I am doing exercise in fp-course

https://github.com/system-f/fp-course/blob/5e0848b4eacb3ddff65553ab5beb6447b73f61b3/src/Course/Applicative.hs#L357

The correct answer is

```
replicateA n ka = sequence $ replicate n ka
```

I cannot use (.) to do `eta reduce`

as follow.
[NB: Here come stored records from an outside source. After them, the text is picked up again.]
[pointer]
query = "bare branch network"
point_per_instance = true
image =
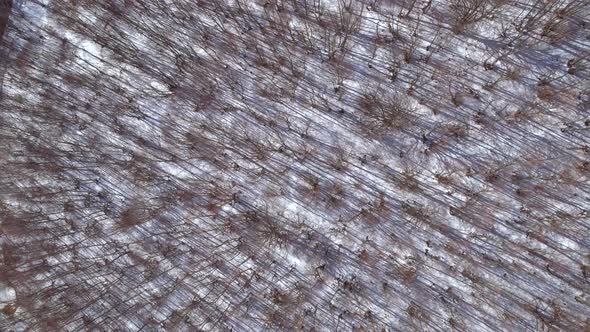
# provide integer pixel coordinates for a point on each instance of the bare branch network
(295, 165)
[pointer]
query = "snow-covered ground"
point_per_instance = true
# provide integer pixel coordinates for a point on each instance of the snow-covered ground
(238, 165)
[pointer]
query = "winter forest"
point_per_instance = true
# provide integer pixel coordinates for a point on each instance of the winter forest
(295, 165)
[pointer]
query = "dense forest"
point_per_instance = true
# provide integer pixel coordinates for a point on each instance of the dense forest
(295, 165)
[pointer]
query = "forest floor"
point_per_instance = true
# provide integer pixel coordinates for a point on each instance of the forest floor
(237, 165)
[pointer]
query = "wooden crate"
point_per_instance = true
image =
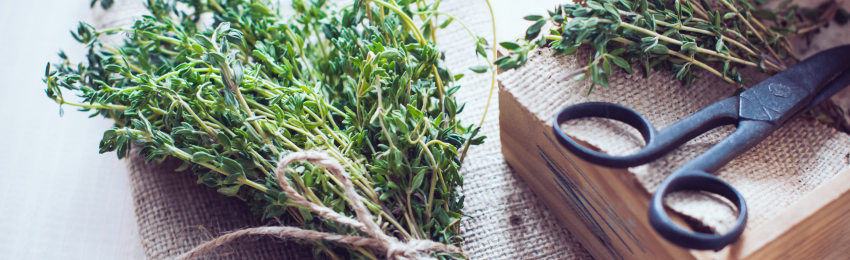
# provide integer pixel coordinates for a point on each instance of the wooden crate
(606, 208)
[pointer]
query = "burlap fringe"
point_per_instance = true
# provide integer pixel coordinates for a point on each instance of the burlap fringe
(393, 248)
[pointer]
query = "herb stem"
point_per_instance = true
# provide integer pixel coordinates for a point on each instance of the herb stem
(677, 42)
(689, 59)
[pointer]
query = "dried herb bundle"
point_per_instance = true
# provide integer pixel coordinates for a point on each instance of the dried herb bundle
(361, 82)
(680, 36)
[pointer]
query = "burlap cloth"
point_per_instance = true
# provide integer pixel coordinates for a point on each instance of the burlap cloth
(780, 170)
(503, 217)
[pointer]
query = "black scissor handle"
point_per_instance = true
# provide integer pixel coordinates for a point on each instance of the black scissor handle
(610, 111)
(697, 181)
(657, 143)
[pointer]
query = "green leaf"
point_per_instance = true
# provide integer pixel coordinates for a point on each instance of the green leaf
(414, 112)
(231, 166)
(417, 180)
(620, 62)
(660, 49)
(479, 69)
(204, 42)
(534, 30)
(202, 157)
(509, 45)
(229, 191)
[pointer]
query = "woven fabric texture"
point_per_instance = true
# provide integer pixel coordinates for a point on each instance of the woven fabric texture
(503, 217)
(771, 176)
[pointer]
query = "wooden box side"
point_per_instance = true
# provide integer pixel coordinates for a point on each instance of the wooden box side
(605, 208)
(815, 227)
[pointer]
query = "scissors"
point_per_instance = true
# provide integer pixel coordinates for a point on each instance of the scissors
(756, 112)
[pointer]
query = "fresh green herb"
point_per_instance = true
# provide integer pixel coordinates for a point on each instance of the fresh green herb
(680, 36)
(362, 82)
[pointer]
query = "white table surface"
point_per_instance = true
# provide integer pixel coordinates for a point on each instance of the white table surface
(59, 198)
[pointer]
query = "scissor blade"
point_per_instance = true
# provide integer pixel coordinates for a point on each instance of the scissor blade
(839, 83)
(792, 90)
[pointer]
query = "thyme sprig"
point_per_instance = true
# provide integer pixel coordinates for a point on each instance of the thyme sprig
(364, 82)
(680, 36)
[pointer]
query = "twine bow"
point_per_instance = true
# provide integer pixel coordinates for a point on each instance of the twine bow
(394, 249)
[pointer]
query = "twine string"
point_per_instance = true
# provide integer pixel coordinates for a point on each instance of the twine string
(394, 249)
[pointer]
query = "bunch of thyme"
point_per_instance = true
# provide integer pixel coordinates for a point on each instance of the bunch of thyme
(680, 36)
(363, 83)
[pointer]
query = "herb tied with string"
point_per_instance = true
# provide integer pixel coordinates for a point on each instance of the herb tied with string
(362, 83)
(680, 36)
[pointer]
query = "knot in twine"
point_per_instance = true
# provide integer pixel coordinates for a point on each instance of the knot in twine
(394, 249)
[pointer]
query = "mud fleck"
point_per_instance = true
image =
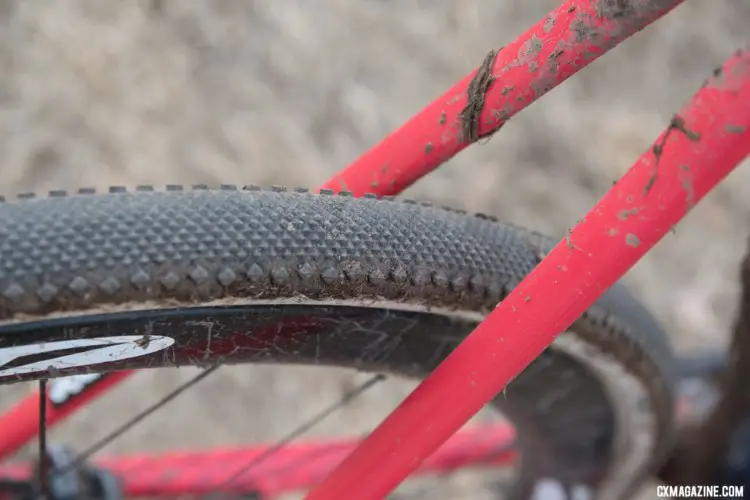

Maybe because `(.)`

only accept one parameter.

```
replicateA = sequence . replicate -- wrong
```

Other example like flatMap

```
flatMap f xs = flatten $ map f xs
flatMap = flatten . map -- wrong
```

How to use `eta reduce`

when facing multiple parameters?

### >Solution :

If you really want to convert this function to point-free notation, you’ll need to use the `(.)`

infix operator twice. Let’s start with what you have.

```
replicateA n ka = sequence $ replicate n ka
```

Let’s write this with explicit parentheses

```
replicateA n ka = sequence $ (replicate n) ka
```

Now this looks like function composition. Specifically, we’re composing `sequence`

and `(replicate n)`

.

```
replicateA n ka = sequence . replicate n $ ka
```

Now cancel off `ka`

.

```
replicateA n = sequence . replicate n
```

Now operators are really just two-argument functions, so we can rewrite this as

```
replicateA n = (.) sequence (replicate n)
```

Again, this is function composition. We’re just composing `(.) sequence`

with `replicate`

. So

```
replicateA n = ((.) sequence) . replicate $ n
```

Cancel off the `n`

.

```
replicateA = ((.) sequence) . replicate
```

Now rewrite `(.) sequence`

to use an operator section.

```
replicateA = (sequence .) . replicate
```

Is this more readable than the original? No. But it’s point-free now.